If consumers are overwhelmed with debt, they commonly choose bankruptcy, but they may hesitate, thinking they have to give up everything. While Chapter 7 requires consumers in Escondido, California to sell nonexempt assets, some assets may be saved with exemptions.
Overview of assets and exemptions in Chapter 7
Nonexempt assets in Chapter 7 include things not needed for daily living, such as a luxury vehicle or expensive jewelry. The trustee commonly cannot sell a primary vehicle or older vehicle, primary residences, health aids, and retirement accounts. The trustee commonly pays priority debts, such as child support and back taxes, first followed by unsecured debts, such as credit card debt.

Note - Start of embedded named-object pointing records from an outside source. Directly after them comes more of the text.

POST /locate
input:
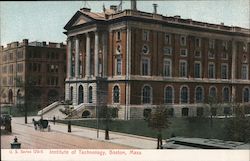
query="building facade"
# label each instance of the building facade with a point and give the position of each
(134, 61)
(32, 73)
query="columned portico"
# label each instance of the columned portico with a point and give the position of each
(87, 54)
(77, 57)
(69, 58)
(96, 54)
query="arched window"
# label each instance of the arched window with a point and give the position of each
(225, 93)
(71, 94)
(90, 94)
(184, 111)
(116, 94)
(199, 95)
(146, 95)
(80, 94)
(246, 95)
(212, 92)
(184, 95)
(53, 96)
(168, 95)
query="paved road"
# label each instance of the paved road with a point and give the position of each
(31, 138)
(80, 137)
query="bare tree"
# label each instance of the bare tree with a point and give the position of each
(158, 121)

Bankruptcy exemptions are commonly based on a dollar amount and the remaining equity, or the difference between the debt and value. A consumer may choose either federal or state exemptions, but they cannot use both, and some states don’t have federal exemptions.
Federal exemptions
Bankruptcy exemptions commonly change every three years to reflect current market values based on the Consumer Price Index. Federal exemptions allow homeowners a homestead exemption for real property of up to $25,150, and it doubles for married couples. Personal property exemptions allow consumers to protect:
- up to $1700 for jewelry
- up to $2,525 for tools of the trade, including books
- up to $4,000 for motor vehicles
- up to $25,100 in personal injury compensation
The Wild Card exemptions allow the consumer to protect any property up to $12,575 in unused homestead equity. Some other public benefits protected by exemptions include social security, unemployment, public assistance, disability, criminal restitution, and veteran’s benefits.
A consumer who doesn’t qualify for Chapter 7 can file Chapter 13, which is a repayment plan. Exemptions are also used in Chapter 13, which doesn’t require selling property, to determine repayment amounts.